La Romagna è parte di una regione che racchiude piccole sottozone territoriali con caratteristiche diverse, che danno risultati diversi all’interno di un bottiglia di vermut, i cui produttori, oggi, condividono alcune peculiarità come l’artigianalità, i volumi ridotti di produzione, l’utilizzo di aromi, oli essenziali, spezie locali e il tema del recupero: il punto di partenza è un vino che, nella maggior parte dei casi, non è nella sua massima forma in quanto tale, che non ha mercato in cantina, e si recupera rinforzandolo e aromatizzandolo, dando vita a qualcos’altro che però rimane saldamente legato all’espressione di questo territorio. Un recupero, quindi, che non disprezza il prodotto ma gli dà valore.
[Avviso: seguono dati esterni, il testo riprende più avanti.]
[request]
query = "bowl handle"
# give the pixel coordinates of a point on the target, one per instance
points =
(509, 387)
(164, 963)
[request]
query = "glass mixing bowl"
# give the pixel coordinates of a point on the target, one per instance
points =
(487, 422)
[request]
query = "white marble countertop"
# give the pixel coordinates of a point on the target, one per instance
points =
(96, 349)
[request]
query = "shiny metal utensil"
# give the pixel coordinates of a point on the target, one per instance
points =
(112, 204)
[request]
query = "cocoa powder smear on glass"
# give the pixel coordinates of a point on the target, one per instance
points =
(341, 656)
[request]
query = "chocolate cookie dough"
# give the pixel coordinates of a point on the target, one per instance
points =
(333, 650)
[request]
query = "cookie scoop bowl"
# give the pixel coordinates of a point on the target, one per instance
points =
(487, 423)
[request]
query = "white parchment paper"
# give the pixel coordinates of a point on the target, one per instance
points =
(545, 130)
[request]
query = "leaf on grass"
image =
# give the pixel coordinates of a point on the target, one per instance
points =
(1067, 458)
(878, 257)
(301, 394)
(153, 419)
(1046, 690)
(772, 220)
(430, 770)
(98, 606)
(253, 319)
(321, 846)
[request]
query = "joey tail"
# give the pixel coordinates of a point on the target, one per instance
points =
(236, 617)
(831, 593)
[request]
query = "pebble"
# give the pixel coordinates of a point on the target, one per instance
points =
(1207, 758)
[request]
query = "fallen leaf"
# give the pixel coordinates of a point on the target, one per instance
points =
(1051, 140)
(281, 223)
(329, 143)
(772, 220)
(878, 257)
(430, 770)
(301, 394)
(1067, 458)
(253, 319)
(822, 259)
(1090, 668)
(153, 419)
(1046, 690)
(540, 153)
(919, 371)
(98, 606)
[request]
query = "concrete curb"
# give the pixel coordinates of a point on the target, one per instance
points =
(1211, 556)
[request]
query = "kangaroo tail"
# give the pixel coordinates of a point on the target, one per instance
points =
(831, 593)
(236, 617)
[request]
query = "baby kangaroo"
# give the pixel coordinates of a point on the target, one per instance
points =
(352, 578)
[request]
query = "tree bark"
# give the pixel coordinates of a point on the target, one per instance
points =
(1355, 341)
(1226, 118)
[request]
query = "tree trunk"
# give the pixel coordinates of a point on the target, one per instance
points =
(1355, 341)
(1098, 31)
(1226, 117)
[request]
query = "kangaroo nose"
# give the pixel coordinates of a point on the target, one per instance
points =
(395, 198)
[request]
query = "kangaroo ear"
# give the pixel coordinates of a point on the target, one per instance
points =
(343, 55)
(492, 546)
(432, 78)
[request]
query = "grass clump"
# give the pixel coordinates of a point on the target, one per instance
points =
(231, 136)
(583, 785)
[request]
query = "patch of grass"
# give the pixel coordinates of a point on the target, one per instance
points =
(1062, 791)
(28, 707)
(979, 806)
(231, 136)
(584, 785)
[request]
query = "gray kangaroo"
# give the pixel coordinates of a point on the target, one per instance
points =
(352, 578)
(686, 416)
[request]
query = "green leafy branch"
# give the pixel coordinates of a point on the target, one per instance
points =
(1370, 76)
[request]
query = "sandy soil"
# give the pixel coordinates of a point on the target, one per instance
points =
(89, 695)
Qui, in Romagna, c’è chi il vermut lo ha cominciato a fare parecchi anni fa, per caso, come la famiglia Baravelli, proprietaria dell’azienda agricola Calonga, a Forlì, che, preservando gli usi, la terra e gli aromi della Romagna e recuperando la tradizione del vermut, grazie al legame con Baldo Baldinini, ne ha creati due – prima il rosso da Sangiovese Leggiolo, poi il bianco da uve di Bombino Bianco – che incontrano più di venti botaniche.
Fantasia, estro e genialità che si ritrovano anche nei produttori più recenti come Villa Papiano; qui la storia è quella di un’oasi naturalistica a ridosso del Parco Nazionale delle Foreste Casentinesi – a Modigliana –, di una viticoltura appenninica di confine, tra la Romagna e la Toscana, e di quattro fratelli che hanno studiato a lungo una ricetta per dare vita al loro vermut Tregenda, che prende il nome dal vitigno utilizzato, un’Albana vendemmia tardiva, e che vuole essere una dedica al Mediterraneo, attraverso l’aggiunta di fiori, lavanda, bergamotto, erbe aromatiche e spezie.
C’è anche chi ha appena terminato di mettere a punto la sua ricetta e sta uscendo ora con le prime bottiglie, come La Sabbiona, cantina e agriturismo di Faenza, che da un’idea del 2019 ha dato vita al suo vermut nel 2023 a partire da un vino bianco da uve Famoso, con l’aggiunta di piante officinali, mirtilli Rio Del Sol, petali di rosa; e chi invece, come Massimo Randi, dell’Azienda Agricola Randi, dalla pianura di Fusignano (Ravenna) è andato nella terra del vermut, ad Asti, con le proprie uve a bacca rossa Longanesi, per produrre Felicetto, un vermut dal cuore piemontese ma che parla chiaro di Romagna.
Come sostituto dell’amaro a fine pasto con un cubetto di ghiaccio, con due terzi di acqua tonica e due terzi di kombucha a creare la “vermucha”, bianco, a preparare uno spritz, liscio freddo o con ghiaccio oppure in mixology con pochi altri ingredienti, come nel MiTo. In Romagna sono tutti d’accordo sulle infinite possibilità di utilizzo e servizio di questa bevanda e all’unanimità d’accordo che una decina di anni fa un festival di vermut romagnoli sarebbe stata un’utopia, che oggi esiste seppur con le difficoltà che sono proprie di un’evoluzione, un cambiamento, non tanto produttivo, quanto commerciale, di racconto e vendita.
Questa tendenza locale – dalla risonanza anche non locale – parla di un prodotto della terra, che nasce dal lavoro in vigna prima, in cantina poi, di artigiani che impiegano il loro tempo per dare un valore che giustifica un prezzo diverso da quello di un prodotto industriale e che dev’essere però veicolato da chi ha il contatto diretto con il consumatore finale – per essere compreso e accettato – attraverso l’utilizzo del vermut nelle sue proposte. I produttori si mettono in gioco per raccontare un prodotto diverso, il primo obiettivo è farlo capire bene agli operatori del settore, sensibilizzando prima loro e poi, conseguentemente, il cliente.
Il coraggio di osare, la costanza e la perseveranza, tipici degli abitanti di questo lembo di regione, non è sufficiente a far emergere un territorio produttivo di vermut che ha tutte le caratteristiche per distinguersi e creare un fenomeno simile a quello del gin degli ultimi anni.
La cultura che parte dai produttori è solo lo scudo di chi prepara da bere per i suoi commensali o per chi si siede al banco. Questi devono, però, conoscerne la complessità, per permettere davvero al vermut di vivere questa seconda vita, lontano da quella rilegata per lungo tempo a bevanda prettamente da miscelazione.
Come? «Offrendo una nuova bevuta, elegante e spensierata, valorizzando i nostri vitigni locali».